Lovecraft Country
My buddy, MooSe swooped me up yesterday to go to the 1130 Club, so that I could score some Grey Market Marijuana like the days before Trump took office. Trump had nothing to do with the commercialization of marijuana and the death of affordable, quality medicine, replacing it with a recreational price that reflects back to the days before Prop215 which is the reality of Prop64 as predicted by the HBO Show Weeds. Legal Marijuana in the United States currently looks a lot like the era of American History depicted in Lovecraft Country. This is especially heinous considering how the war on drugs and marijuana in particular was used for the last fourth years to unfairly target, prosecute, convict and incarcerate Black and other minorities in this country. Last night, the clients and the business owners were from an incredibly diverse sociology demographic and that just made this progressive anthropologist feel all warm and fuzzy.

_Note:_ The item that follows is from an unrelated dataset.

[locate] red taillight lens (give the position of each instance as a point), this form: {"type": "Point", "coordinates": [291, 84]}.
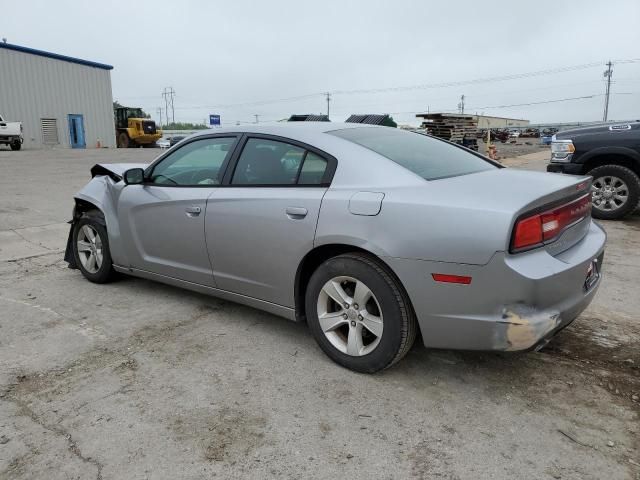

Lovecraft Country is set in 1950’s America, at the height of the Jim Crow Era. That’s essentially the height of the segregation Era just before the Civil Rights protests began in earnest. The all Black ensemble cast does an amazing job of introducing the stark realities of the more than 100 years of institution racism and bias that was a direct result of the concept of White Man’s manifest destiny, a concept embraced by White America after the Civil War Ended. The transcontinental railroad, built on the backs of less desirable, hard working minorities like the Chinese and Black Americans who were frequency murdered by the railroads because paying survivor benefits was significantly less than the actual wages they were owed. Much like most of the horrendous history from that period is romanticized and the harsh realities of the horrible and horrendous and unspeakable acts that were committed white washed out by Hollywood and Manifest Destiny like Tom Sawyer explaining how fun painting a picket fence could be.
Lovecraft was born at the literal height of the White Man’s Manifest Destiny as eugenics began to become the pseudo-intellectual, pseudo-science that took the world by storm and it fueled the racial animosity, hatred and bigotry that the newly emerging technology known as photography was able to capture all of violence, mayhem and murder in stunning, high contrast Black and White images that will often haunt the viewer for the rest of their lives. He was a White Supremist and I highly suspect he knew of and would have been openly supportive of Adolph Hitler although he died before the actual war of aggression started in Europe.
Lovecraft Country does an excellent job of recreating some of the more disturbing realities of why the White House walls are white and the fact that most modern travel guides owe their existence to a Black travel guide designed to keep Black people safe when travelling through White America during segregation where many states lacked actual laws that made it a crime to rape a black woman or lunch a black man. Understanding this harsh reality of life for Black Americans suddenly makes the America that Marty McFly flirted with incest was truly jaded by White Privilege because 1955 was completely and totally the the same era depicted in this show.
I was hooked from the moment we are introduced to the protagonist, Tic, short for Atticus. He’s a young Black man returning home from the Army and he’s a nerd reading science fiction. Hello, I’m a nerd and love science fiction. The dialog is raw and real and honest from the start of the film and if you’re white, it hurts just a little bit each time the show uses the harsh, stark realities of segregation like a blade of grass to inflict shallow, paper cut like slices in the scab of nationalism. As the white washed history we were taught in high school suddenly melts away, drenching those aforementioned cuts with a feeling similar to lemon juice.